CNN - Add this to the list of reasons why exercise is good for you: A new study says 150 minutes a week of moderate-intensity, leisure time exercise is associated with roughly 3.4 years added to a person's life.
Researchers from the National Cancer Institute, Harvard Medical School, and other organizations analyzed six different prospective cohort studies of more than 632,000 people ages 40 and older. The studies had a median follow-up period of 10 years, with roughly 82,000 reported deaths. Regular, moderate intensity exercise was associated with an increased life expectancy, even when the person exercising had an unhealthy Body Mass Index (BMI).
Dr. I-Min Lee, a professor of medicine at Harvard Medical School and the senior author of the study, says that not exercising but having a healthy weight was associated with 3.1 fewer years of life, compared to obese people who were active. Conversely, people who exercised 150 minutes a week and had a healthy BMI gained an extra 7.2 years of life.
While it's best to be at a healthy weight for your body, Lee thinks her team's analysis demonstrates that every bit of activity helps, regardless of a person's size.
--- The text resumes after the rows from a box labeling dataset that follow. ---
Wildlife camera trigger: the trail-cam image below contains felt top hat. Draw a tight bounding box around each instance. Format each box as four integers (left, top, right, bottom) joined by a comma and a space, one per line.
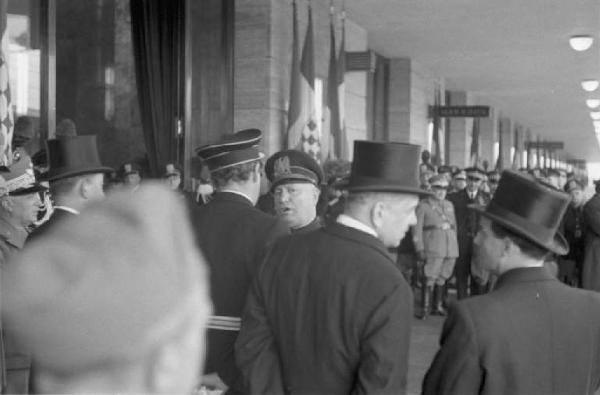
41, 135, 113, 181
265, 149, 323, 188
196, 129, 263, 172
347, 141, 431, 195
469, 170, 571, 255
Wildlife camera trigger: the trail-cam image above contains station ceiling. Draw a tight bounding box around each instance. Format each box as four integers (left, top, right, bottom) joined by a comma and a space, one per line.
345, 0, 600, 162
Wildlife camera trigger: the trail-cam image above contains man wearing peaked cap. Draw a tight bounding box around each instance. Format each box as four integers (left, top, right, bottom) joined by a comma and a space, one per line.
1, 185, 211, 394
236, 141, 428, 394
448, 167, 490, 299
191, 129, 289, 394
423, 171, 600, 395
28, 135, 113, 240
0, 149, 46, 394
265, 150, 323, 233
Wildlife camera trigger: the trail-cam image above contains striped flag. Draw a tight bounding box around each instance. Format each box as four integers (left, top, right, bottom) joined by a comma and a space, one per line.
0, 0, 15, 165
327, 7, 348, 159
286, 1, 321, 160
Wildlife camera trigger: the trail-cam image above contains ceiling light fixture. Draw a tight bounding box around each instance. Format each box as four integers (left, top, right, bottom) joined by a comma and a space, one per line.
581, 80, 600, 92
569, 35, 594, 52
585, 99, 600, 109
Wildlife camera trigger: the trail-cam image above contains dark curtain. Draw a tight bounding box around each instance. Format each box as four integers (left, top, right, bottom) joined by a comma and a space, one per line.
130, 0, 185, 176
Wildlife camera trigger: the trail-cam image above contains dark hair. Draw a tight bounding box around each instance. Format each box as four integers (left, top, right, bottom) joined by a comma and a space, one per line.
211, 161, 261, 188
491, 221, 550, 259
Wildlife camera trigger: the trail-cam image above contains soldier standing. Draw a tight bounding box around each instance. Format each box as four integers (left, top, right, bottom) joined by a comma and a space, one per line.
192, 129, 289, 394
412, 175, 458, 319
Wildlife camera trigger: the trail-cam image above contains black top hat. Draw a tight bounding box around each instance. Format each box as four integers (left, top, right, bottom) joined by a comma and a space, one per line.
348, 141, 431, 195
196, 129, 262, 171
41, 135, 113, 181
265, 149, 323, 188
469, 170, 571, 255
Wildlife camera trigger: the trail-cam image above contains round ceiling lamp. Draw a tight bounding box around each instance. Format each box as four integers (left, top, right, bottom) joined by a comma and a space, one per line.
569, 35, 594, 52
581, 80, 600, 92
585, 99, 600, 109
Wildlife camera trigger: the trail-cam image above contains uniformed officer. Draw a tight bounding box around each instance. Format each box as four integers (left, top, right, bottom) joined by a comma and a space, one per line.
236, 141, 427, 394
0, 150, 46, 394
1, 185, 210, 394
28, 135, 113, 241
448, 167, 489, 299
265, 150, 323, 233
422, 171, 600, 395
412, 175, 458, 319
191, 129, 289, 394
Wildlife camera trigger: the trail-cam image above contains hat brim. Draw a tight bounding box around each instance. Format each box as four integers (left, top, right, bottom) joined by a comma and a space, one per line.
40, 166, 114, 181
346, 184, 433, 196
8, 183, 48, 196
468, 204, 569, 255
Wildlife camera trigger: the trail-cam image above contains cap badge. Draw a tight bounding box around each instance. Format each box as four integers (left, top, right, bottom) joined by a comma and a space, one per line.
273, 156, 292, 178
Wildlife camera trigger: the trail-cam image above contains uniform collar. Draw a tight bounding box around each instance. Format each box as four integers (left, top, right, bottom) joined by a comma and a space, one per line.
496, 266, 558, 288
0, 218, 28, 249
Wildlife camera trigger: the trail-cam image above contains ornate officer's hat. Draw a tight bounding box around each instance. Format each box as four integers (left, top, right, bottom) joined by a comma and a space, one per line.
0, 149, 47, 196
469, 170, 571, 255
196, 129, 262, 172
347, 141, 431, 195
265, 150, 323, 188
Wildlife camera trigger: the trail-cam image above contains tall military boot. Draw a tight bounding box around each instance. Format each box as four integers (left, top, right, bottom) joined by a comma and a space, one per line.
417, 282, 432, 320
431, 284, 446, 316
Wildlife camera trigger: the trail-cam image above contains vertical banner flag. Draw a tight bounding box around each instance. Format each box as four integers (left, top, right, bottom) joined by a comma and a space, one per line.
287, 2, 321, 160
0, 0, 15, 165
471, 118, 480, 166
430, 87, 442, 165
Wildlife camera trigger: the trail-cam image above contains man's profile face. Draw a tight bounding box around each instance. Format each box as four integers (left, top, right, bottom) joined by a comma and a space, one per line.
273, 183, 319, 229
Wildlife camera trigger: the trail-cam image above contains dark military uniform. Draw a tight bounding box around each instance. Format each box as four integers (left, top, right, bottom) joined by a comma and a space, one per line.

"This shows if you emphasize physical activity, you still get the benefit," says Lee. "Overweight, obese, severely obese - if you are active, the results suggest that you ... have more of a benefit than someone who is not heavy but not active."
Lee and her team based their calculations on the World Health Organization's recommendation that adults should get at least 150 minutes of moderate to vigorous activity a week. They defined leisure time activity as any physical activity that wasn't a part of the participants' jobs, commute, or routine housework, such as organized sports, walking, bowling, gardening and hiking.
The analysis has its limitations, most notably that the studies it's based on used self-reported data to determine how much the participants exercised in their spare time and how much they weighed. Also, the studies did not take into account any activity that was done during the participants' jobs or housework.
Still, Lee says the data is a good reminder that it doesn't take a lot of time for people to be active and do something to help them live longer.